There are so many different ways of using this wonderful mexican fruit! One cannot grow up in Texas without eating avocado! People only think of it usually with mexican food, guacamole sauce for example. But the avocado has multiple uses! Even in sweet deserts! Yes! For example in sherberts and ice creams, milkshakes, delicious!
The oil has many benefits also. It is used in hair-dressings, facial creams, hand lotions and fine soaps.
For example in Italy and “home” in France, there is much interest for the oil of the avocado…
I have always loved to cook as a child, enjoying growing up with my grandmother who was one of the great french chefs, who for some 30 years was Head Chef for the late great american entrepreneur Stanley Marcus of Dallas (Founder of Neiman-Marcus).
- 1 1/2 cups buttermilk
- 3 tablespoons hot sauce
- 4 firm-ripe avocados, peeled, pitted, and each sliced into 8 even pieces
- 1 1/2 cups sour cream
- 1/4 cup fresh lime juice
- 1/4 cup plus 2 tablespoons chopped cilantro leaves
- 1/4 cup diced red onion
- 1 Serrano pepper, seeded and minced
- 1 1/2 teaspoons salt, divided
- Vegetable oil, for frying
- 1 1/2 cups fine yellow cornmeal
- 3 tablespoons flour
- 3/4 teaspoon Essence, plus more for seasoning, recipe follows
- 3/4 teaspoon baking powder
- Lime wedges, for garnish
In a medium bowl, combine buttermilk, hot sauce and avocado slices. Soak for 30 minutes.

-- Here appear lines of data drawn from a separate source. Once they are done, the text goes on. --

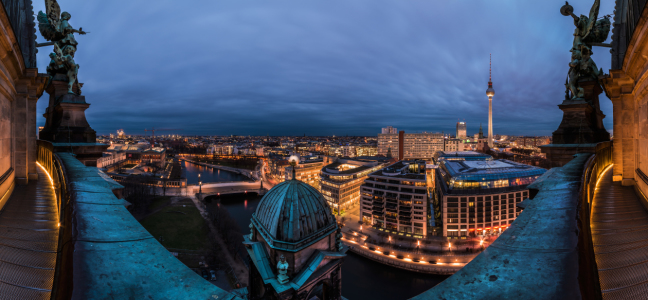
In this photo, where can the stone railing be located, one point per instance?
(588, 270)
(540, 256)
(103, 251)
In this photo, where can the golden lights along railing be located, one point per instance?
(597, 165)
(52, 165)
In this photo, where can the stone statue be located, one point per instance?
(588, 30)
(63, 61)
(282, 270)
(54, 26)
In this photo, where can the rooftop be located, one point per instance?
(489, 170)
(409, 169)
(461, 155)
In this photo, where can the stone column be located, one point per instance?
(619, 88)
(628, 139)
(20, 138)
(617, 150)
(32, 147)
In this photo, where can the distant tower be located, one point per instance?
(490, 92)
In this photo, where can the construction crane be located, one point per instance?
(153, 130)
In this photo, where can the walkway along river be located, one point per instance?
(362, 278)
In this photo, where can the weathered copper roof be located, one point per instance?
(293, 211)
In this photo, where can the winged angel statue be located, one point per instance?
(588, 30)
(54, 26)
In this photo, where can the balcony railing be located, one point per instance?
(103, 251)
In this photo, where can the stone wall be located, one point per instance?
(21, 17)
(627, 87)
(20, 88)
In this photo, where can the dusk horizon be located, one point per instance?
(323, 69)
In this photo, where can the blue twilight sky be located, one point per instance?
(323, 67)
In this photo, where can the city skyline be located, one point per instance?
(297, 68)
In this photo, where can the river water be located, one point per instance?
(362, 278)
(191, 171)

In a small bowl, combine the sour cream, lime juice, cilantro, red onion, Serrano pepper, and 1/2 teaspoon of salt. Stir to combine. Chill until ready to use.

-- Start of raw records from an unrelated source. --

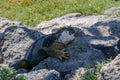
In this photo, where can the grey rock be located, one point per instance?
(43, 74)
(81, 55)
(17, 39)
(113, 10)
(111, 71)
(76, 74)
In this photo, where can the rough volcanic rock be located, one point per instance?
(81, 55)
(17, 39)
(76, 74)
(99, 30)
(111, 71)
(112, 11)
(43, 74)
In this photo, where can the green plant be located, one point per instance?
(9, 74)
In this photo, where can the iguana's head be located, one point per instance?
(68, 34)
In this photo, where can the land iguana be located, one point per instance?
(50, 45)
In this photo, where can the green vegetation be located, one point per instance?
(8, 74)
(32, 12)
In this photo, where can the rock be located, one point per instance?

In a medium Dutch oven or deep-fryer, fill oil to a depth of 3 to 4 inches (no more than halfway up the sides of the pan.) Heat oil to 375 degrees F over medium-high heat.
Combine cornmeal, flour, Essence, baking powder, and the remaining teaspoon of salt in a shallow dish. Dredge soaked avocado slices in the cornmeal mixture, shaking to remove excess cornmeal.
Place avocado slices in the hot oil and fry until golden, about 1 to 2 minutes each side. Using a slotted spoon, remove slices and drain on a paper towel-lined plate. Season with additional Essence. Serve immediately with spicy lime crema and garnish with lime wedges.
ESSENCE Creole Seasoning
(also referred to as Bayou Blast):
- 2 1/2 tablespoons paprika
- 2 tablespoons salt
- 2 tablespoons garlic powder
- 1 tablespoon black pepper
- 1 tablespoon onion powder
- 1 tablespoon cayenne pepper
- 1 tablespoon dried oregano
- 1 tablespoon dried thyme
- Combine all ingredients thoroughly.
Yield: 2/3 cup
This is a great summer dish! but works year round. Trust me!